Mainland China stocks end higher after MSCI’s revised proposal for A share inclusion
MSCI proposed cutting the number of A-share firms in the Emerging Market Index to 169 from 448, with weighting down to 0.5pc from 1pc
Mainland China stock markets ended slightly higher on Thursday after global index maker MSCI issued a revised proposal to include A shares in its Emerging Market Index.
The Shanghai Composite Index experienced a “V-shaped” curve to end 0.1 per cent higher at 3,248.6, the CSI 300 Index closed up 0.4 per cent to 3,462, and the Shenzhen Component Index gained 0.3 per cent to 10,583.
Separately, the Hang Seng Index in Hong Kong closed virtually flat at 24,327.7 while the Hang Seng China Enterprises Index edged up 0.3 per cent to 10,487.5.
MSCI published a new consultation paper on its website regarding the inclusion of mainland Chinese A shares into its Emerging Market Index. The paper proposes cutting the number of A-share companies listed in the MSCI Emerging Market Index to 169 from 448 under last year’s proposal, while the weighting would fall to 0.5 per cent from 1 per cent.
The only companies considered for inclusion would be large-cap shares already accessible to foreign investors through the Shanghai and Shenzhen stock connect schemes with Hong Kong, according to the new proposal. MSCI will make a decision in June.

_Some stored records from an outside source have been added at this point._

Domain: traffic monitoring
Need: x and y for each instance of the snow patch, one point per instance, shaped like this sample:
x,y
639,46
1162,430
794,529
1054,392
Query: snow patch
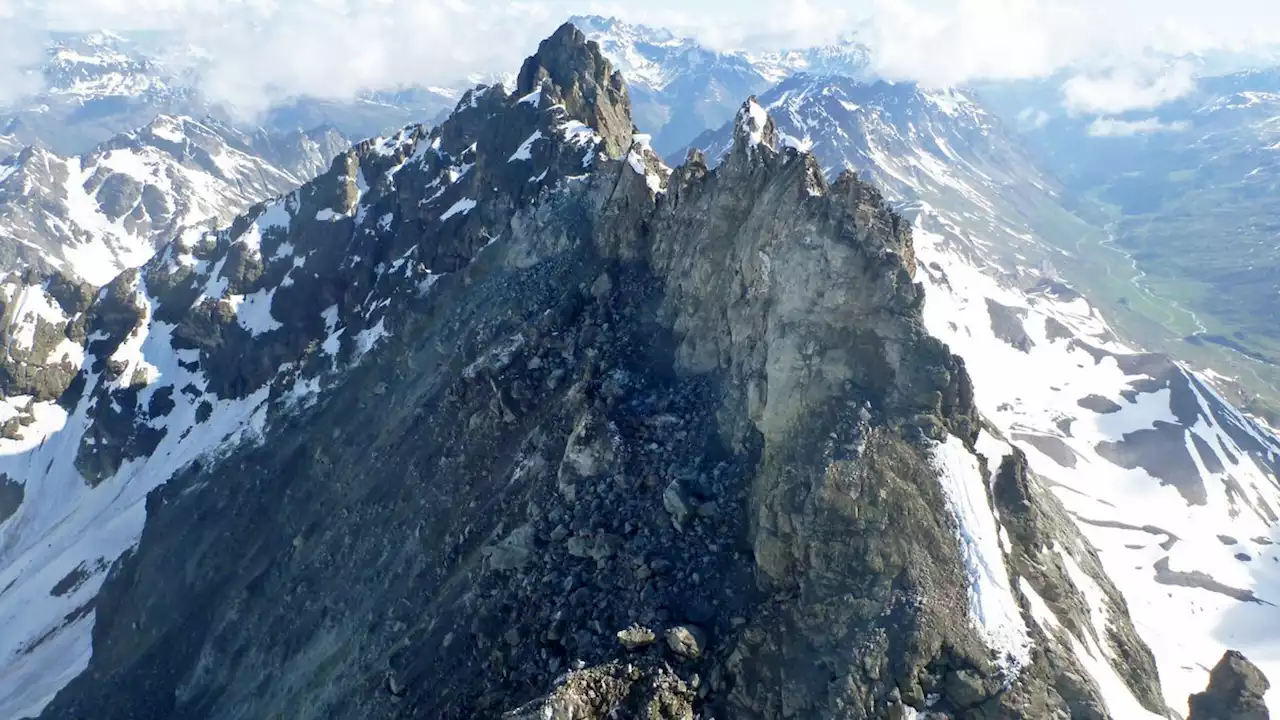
x,y
991,601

“The new proposal indeed increases the chances for inclusion after three years of failure but the impact of the inclusion is going to be very trivial...more like a symbolic move,” said Zhu Bin, analyst at Southwest Securities.
In China’s B-share market, which is traded in US dollars primarily by foreign investors, the Shanghai Stock Exchange B Share Index at one point slumped 4 per cent, but recovered to close at 343.4, down 1.8 per cent.
“I don’t think the B shares’ movement was the result of the MSCI proposal. B shares are in a severe [state of] lack of liquidity and we saw sudden drops without specific reasons before. But indeed it would affect the sentiment in the A-share market,” Zhu said.
Hong Kong’s stock market, meanwhile, was more driven by company earnings on Thursday.
Acoustics tech supplier AAC Technologies ended 10.1 per cent higher at HK$95.3, outperforming its blue-chip peers after it reported record net profit and revenue for 2016.
Ping An Insurance was up 1 per cent to HK$43.7, boosted by a 15 per cent rise in its annual net profit.
Tech giant Tencent fell 1 per cent to HK$223 after it posted a 41.1 billion yuan (US$6.41 billion) net profit last year, missing the 44.1 billion yuan estimate by analysts in a Bloomberg poll.
“Corporate earnings are the major drivers today,” said Alex Wong Kwok-ying, a fund manager at Ample Finance Group. “The sentiment is pretty bullish after US markets stabilised from Tuesday’s sell-off.”
Wong said the Hong Kong benchmark has yet to show a large gain because investors are still waiting for some blue-chips to post annual results.
China Mobile shares dropped 3.4 per cent after the company posted 0.2 per cent net profit growth, becoming the worst performer among the blue chips.
Oil major CNOOC saw its shares edge down 0.5 per cent before it announced a 97 per cent year on year drop in net profit to 637 million yuan.
China Vanke, China Merchants Bank, Meitu and Sinopec Group are scheduled to announce their annual results on Friday.